Peleg believes their product is at least one step ahead of the competition, but he hopes to expand that gap in the coming year.


"We managed to solve several acute problems regarding the interface of moving bodies in the sea that our competitors haven't managed to solve. They took shortcuts and skipped a very important stage so their system is really risky," said Peleg. "But our biggest advantage compared to our competitors is that our system was made for the existing market. We started with the aim of solving the need to place autonomous boats in the sea. But while we were working on that we discovered that the bigger problem is with manned boats. There are tens of thousands of different platforms, from oil rigs to ships, that are placing and collecting boats while risking their men every day. We developed our system so that it is essentially an add on, a missing link. We invented a product that can be connected to any crane and can lift any boat. In half a day’s work and with the addition of just 10 kilograms, which doesn't affect the boat's capabilities in any way, we can make your vehicle compatible with our system and that is a huge advantage."


Peleg said that Sealartec wouldn't have managed to reach its current position without the help of Incubit, which goes far beyond funding. Incubit, which operates within the Israeli Innovation Authority (IIA) incubators program, focuses on early-stage startups and provides a $1.3M equity investment divided into equity investment for two years of operation. It also grants startups the ‘InKind’ package provided by Elbit Systems and an option for a third year of operation without additional equity.


"Incubit only invests in civil startups that innovate in technology that has a synergy with Elbit," Ayelet Ben Arav, VP Business Development at Incubit, told CTech. "This is a win-win situation because Elbit is focused on the defense market so it will never compete with the startups, but only support and complement them. Sealertec, for example, develops products to be used at sea, which is something Elbit is also involved in. Every entrepreneur receives the 'InKind' package that provides all his needs such as office and labs, accounting and legal services, business and marketing mentoring, and supporting future rounds of investments. Sealartec, for example, has been working in the past year out of Elbit's private port in Haifa. What other private company has its own port?"
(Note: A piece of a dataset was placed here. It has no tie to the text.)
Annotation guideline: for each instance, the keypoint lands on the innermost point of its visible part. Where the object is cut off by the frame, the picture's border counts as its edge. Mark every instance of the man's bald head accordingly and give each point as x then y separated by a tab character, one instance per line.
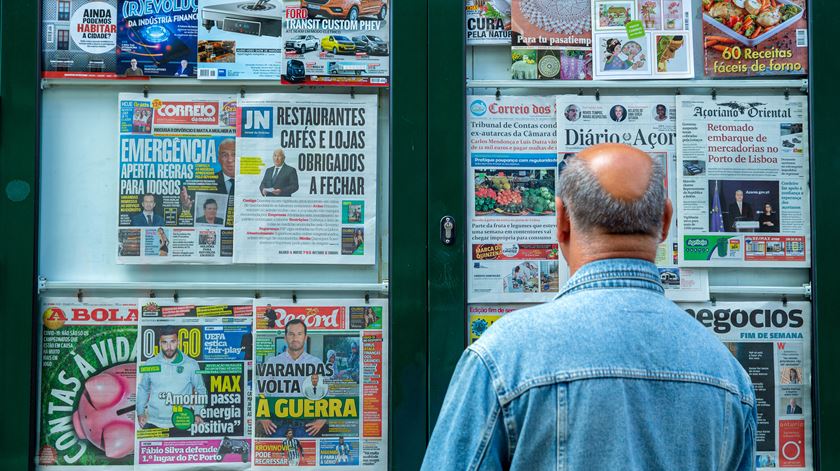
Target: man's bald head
614	189
623	171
Sealartec, which has five full-time employees, is currently working on its round A with the help of Incubit and is hoping to complete it within the next six months, although the Covid-19 crisis has definitely complicated matters.


"We have been working recently with an investment bank Incubit put us in contact with and together with them we built our business plan. They approached all the potential investors for us and they told us that there has been a very significant drop in investment, mainly by private investors," said Peleg. "But there is still interest and we have two meetings with potential investors this week. I think that after the initial blow of Covid-19, people are beginning to recover and get back on their feet and are once more seeing the opportunities rather than the risks."
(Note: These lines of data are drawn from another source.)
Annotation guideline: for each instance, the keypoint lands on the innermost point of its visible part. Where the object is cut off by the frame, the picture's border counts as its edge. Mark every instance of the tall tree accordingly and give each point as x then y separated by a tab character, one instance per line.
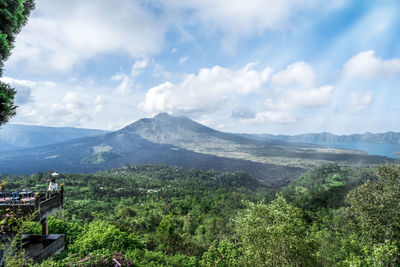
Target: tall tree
13	15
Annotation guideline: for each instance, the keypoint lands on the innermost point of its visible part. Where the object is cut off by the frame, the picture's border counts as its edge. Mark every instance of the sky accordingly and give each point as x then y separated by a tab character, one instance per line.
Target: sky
254	66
Peleg added that Sealartec is also busy working opposite clients and that there has been a surge in interest since the company revealed the success of its trial.
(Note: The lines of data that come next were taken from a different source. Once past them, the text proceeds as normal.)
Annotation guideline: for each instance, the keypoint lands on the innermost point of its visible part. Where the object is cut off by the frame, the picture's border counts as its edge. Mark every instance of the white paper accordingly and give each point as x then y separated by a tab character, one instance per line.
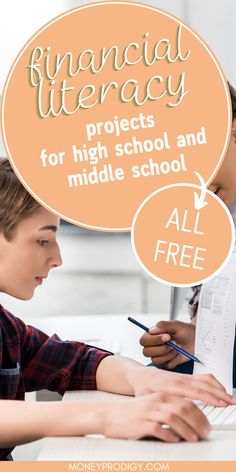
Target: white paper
215	330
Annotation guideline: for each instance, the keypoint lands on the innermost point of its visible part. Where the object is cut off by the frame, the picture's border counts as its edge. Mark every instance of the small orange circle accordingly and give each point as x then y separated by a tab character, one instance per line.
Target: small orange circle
177	244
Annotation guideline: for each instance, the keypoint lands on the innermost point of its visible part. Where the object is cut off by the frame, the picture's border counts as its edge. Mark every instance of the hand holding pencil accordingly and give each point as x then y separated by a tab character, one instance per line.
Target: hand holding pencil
154	347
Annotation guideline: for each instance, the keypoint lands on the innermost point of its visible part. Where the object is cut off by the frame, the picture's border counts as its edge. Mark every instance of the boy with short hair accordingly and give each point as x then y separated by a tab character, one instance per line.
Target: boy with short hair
31	360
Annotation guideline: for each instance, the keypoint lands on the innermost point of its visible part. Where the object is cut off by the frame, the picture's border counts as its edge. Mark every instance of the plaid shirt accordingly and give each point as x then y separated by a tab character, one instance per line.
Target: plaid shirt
30	360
"Our goal is to use the round A money to accelerate our development and to be two steps ahead of the rest of the market instead of just one. We already have better technology, but we still have a lot of work to do in commercialization," said Peleg, with Sealartec targeting the completion of 2-4 projects over the next year. "The marine industry is very conservative. You need to build trust with the captain of a ship to convince him that this robot can do the job his sailors have been doing for the past 20 years. So we are treating these upcoming projects as a proof-of-concept. We are planning to do 10 of these projects the following year and after that grow significantly."